Preliminary reports from insurers indicate that Hurricane Frances will produce significantly more claims than Hurricane Charley, but the average claim will not be as high, according to Des Plaines, Ill.-based Property Casualty Insurers Association of America.
“Early reports indicate damage is much more widespread due to the path and size of Frances,” PCI Senior of Claims John Eager said in a statement. “As a result, we expect to see a much larger volume of claims than we saw in the aftermath of Charley. However, damage generally is not as severe and much of the damage is flood-related.”
Eager noted that a homeowners policy generally covers water damage caused by rain coming in through damaged roofs and windows, but damage from flooding is covered by a separate flood insurance policy under the National Flood Insurance Program (NFIP).
“We want to be very cautious about estimating damages from the hurricane at this early stage,” said Eager. “As we saw in the aftermath of Charley, initial estimates of insured losses were as high as $20 billion, when, in reality, they were closer to $7 billion.
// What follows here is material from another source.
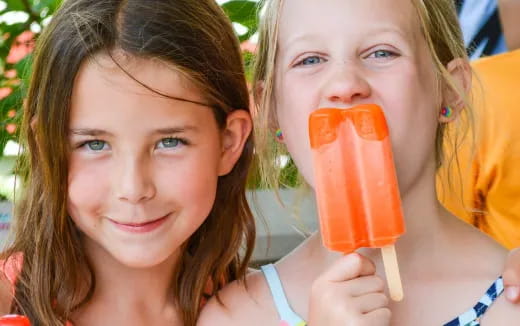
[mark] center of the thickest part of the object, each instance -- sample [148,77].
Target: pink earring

We think it’s better to wait and get it right than to speculate about damage without the facts. Solid estimates won’t be available for several days.”
Eager’s admonition against speculation did not stop catastrophe modeler Eqecat Inc. from releasing estimates Friday of insured losses ranging from $2 billion to $5 billion. The estimate was based on revised hurricane information provided by the National Oceanic and Atmospheric Administration’s (NOAA), and the movement of the storm across Florida.
Total economic losses could exceed $10 billion, the group said, while noting that the estimates are of course subject to change as the Category 1 hurricane makes its way across the state.